To A Very Good Friend of Mine
I know precisely what it feels like to be left out cold. It's worse than the weather—that feeling. You first feel numb all over, not knowing what had struck you at first. And then when the realization dawns upon you, you feel a terrifying chill overcome your body, that's when the tremors hit you. Wave after wave, they beat against your weakening soul as it threatens to crumble. Like broken bricks, crushed into hoarse sand, you feel the whole world fall about your feet as you break into weeping tears that promise never to end.
That feeling was not too long ago, and then last night.
I understand completely what you are trying to do, I understand your disposition, I understand you have lost your faith, that feeling that you once so wildly and insanely treasured. Now that you've opted to let it go, I understand that you appreciate and welcome the release and the strength that you've suddenly acquired now that you've broken free.
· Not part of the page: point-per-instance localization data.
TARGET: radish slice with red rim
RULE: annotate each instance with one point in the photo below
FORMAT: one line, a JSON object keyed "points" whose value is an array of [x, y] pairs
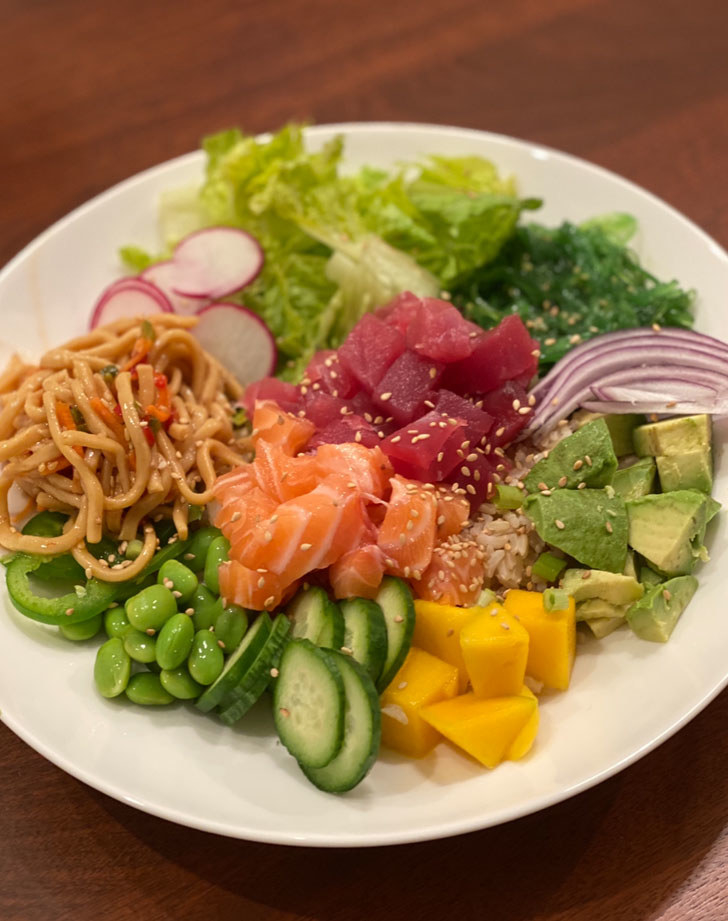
{"points": [[215, 262], [126, 298], [166, 275], [239, 339]]}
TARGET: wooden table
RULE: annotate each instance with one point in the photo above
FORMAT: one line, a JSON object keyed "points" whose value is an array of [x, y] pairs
{"points": [[93, 92]]}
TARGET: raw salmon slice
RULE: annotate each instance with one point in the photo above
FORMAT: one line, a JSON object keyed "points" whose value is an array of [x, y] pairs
{"points": [[455, 575], [407, 534], [272, 424], [256, 591], [368, 468], [306, 533], [453, 511], [358, 573]]}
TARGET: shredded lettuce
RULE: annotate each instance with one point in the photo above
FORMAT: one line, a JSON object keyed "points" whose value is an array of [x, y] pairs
{"points": [[338, 244]]}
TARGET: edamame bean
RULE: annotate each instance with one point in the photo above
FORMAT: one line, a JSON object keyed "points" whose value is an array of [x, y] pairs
{"points": [[83, 630], [174, 642], [206, 608], [199, 545], [206, 660], [140, 646], [112, 668], [216, 554], [179, 683], [151, 607], [146, 689], [230, 627], [116, 623], [178, 578]]}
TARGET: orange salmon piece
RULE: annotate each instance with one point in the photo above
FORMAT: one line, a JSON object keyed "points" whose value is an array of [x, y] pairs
{"points": [[272, 424], [281, 476], [455, 575], [358, 573], [306, 533], [407, 533], [453, 511], [257, 591], [368, 468]]}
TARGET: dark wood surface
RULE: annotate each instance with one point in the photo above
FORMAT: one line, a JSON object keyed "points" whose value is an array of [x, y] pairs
{"points": [[93, 92]]}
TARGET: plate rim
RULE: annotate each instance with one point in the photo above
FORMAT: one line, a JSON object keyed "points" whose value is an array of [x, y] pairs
{"points": [[533, 804]]}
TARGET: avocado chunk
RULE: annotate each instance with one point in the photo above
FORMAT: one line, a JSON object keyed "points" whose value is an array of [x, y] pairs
{"points": [[668, 529], [587, 524], [673, 436], [636, 480], [600, 616], [692, 470], [586, 456], [620, 425], [612, 588], [655, 615], [649, 577]]}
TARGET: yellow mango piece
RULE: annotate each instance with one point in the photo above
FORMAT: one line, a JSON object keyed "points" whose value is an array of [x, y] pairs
{"points": [[486, 728], [437, 631], [495, 650], [552, 637], [422, 680], [525, 738]]}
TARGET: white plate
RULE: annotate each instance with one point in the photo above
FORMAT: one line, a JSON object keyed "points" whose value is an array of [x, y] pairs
{"points": [[627, 696]]}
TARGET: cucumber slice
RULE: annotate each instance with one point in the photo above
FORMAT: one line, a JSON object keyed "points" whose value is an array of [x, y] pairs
{"points": [[365, 634], [238, 664], [316, 618], [237, 702], [395, 599], [308, 703], [362, 731]]}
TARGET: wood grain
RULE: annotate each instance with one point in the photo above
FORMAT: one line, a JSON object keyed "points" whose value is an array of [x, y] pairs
{"points": [[95, 92]]}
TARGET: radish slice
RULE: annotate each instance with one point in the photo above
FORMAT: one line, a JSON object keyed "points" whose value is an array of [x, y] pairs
{"points": [[166, 276], [239, 339], [215, 262], [128, 297]]}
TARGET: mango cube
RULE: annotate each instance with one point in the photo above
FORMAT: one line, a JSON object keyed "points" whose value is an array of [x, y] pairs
{"points": [[422, 680], [552, 637], [495, 650], [437, 631], [490, 729]]}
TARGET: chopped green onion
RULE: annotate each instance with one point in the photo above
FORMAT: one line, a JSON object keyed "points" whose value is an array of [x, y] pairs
{"points": [[133, 549], [548, 567], [508, 497], [555, 599]]}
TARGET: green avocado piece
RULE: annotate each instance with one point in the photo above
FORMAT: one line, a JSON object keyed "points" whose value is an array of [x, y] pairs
{"points": [[668, 529], [636, 480], [586, 456], [692, 470], [610, 587], [654, 616], [588, 524], [673, 436], [649, 577], [630, 567], [620, 425]]}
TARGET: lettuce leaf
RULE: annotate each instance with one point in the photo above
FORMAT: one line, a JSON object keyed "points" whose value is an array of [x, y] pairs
{"points": [[338, 244]]}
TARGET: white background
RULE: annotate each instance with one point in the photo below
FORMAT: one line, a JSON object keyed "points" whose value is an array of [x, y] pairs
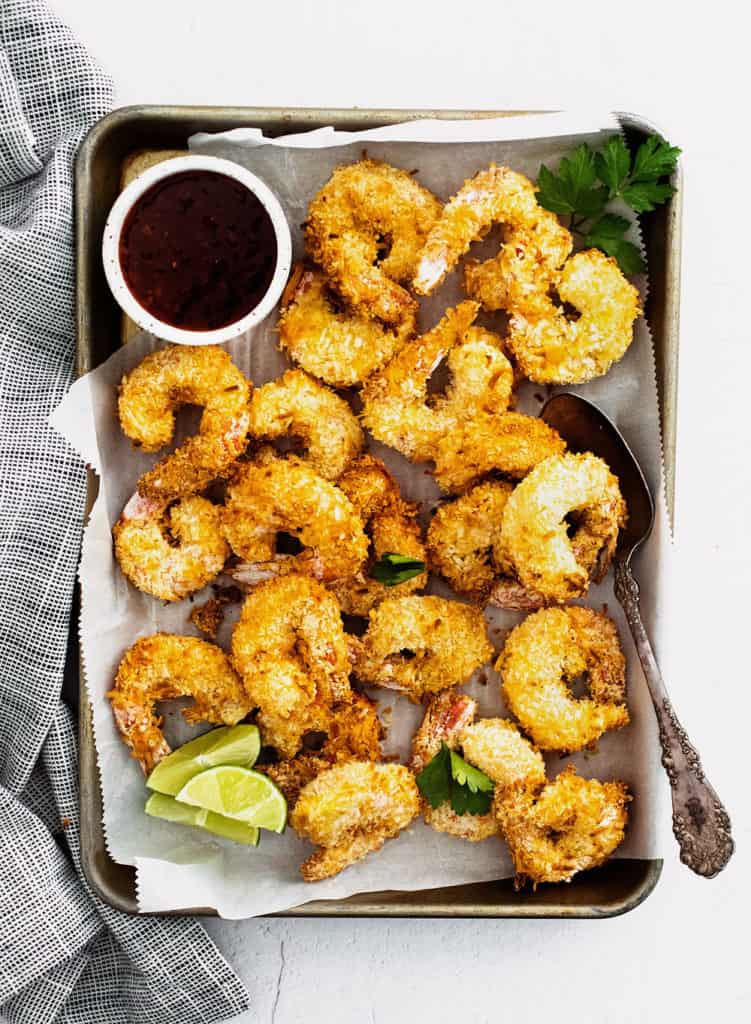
{"points": [[683, 955]]}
And I understand how it is wonderful to be finally let loose again.
But what he doesn't understand, ultimately, it that it isn't about him, or his happiness. Because at the end of the day, he'll be happier than she is, in the beginning. But whether or not this beginning will outlast what is to come, well, you're smart enough to envisage what is to come. So haven't you gave thought about
the right thing to do? You've spoken to me about this, many months ago, and you had your principles. Your words and your zest for
what you believed was important was what had drawn me to treasure the friendship that we shared and admire your for your attributes even thought I detested those that I deemed were irrevocable faults.
Now you're destroying my respect for you.
Is that instant feel of relief and destress reasonably more precious than what will come if you choose to be more civil and humane about the thing that you have done?
Only a month or two, that's what she begs of you. Don't give her too much, but give her what you can. No empty promises, and keep it short and sweet. After all, we all knew it was never going to work, neither did she ever see a happy-ever-after fairy-tale ending. It's impossible, and unrealistic... we all told you.
Many times have you expressed your wish to be powerful. You now hold that power to determine several people's happiness, include that happiness which is most precious... that one that belongs to yourself. So won't you choose to use that power wisely, for once, and prove that you are indeed mature beyond your years?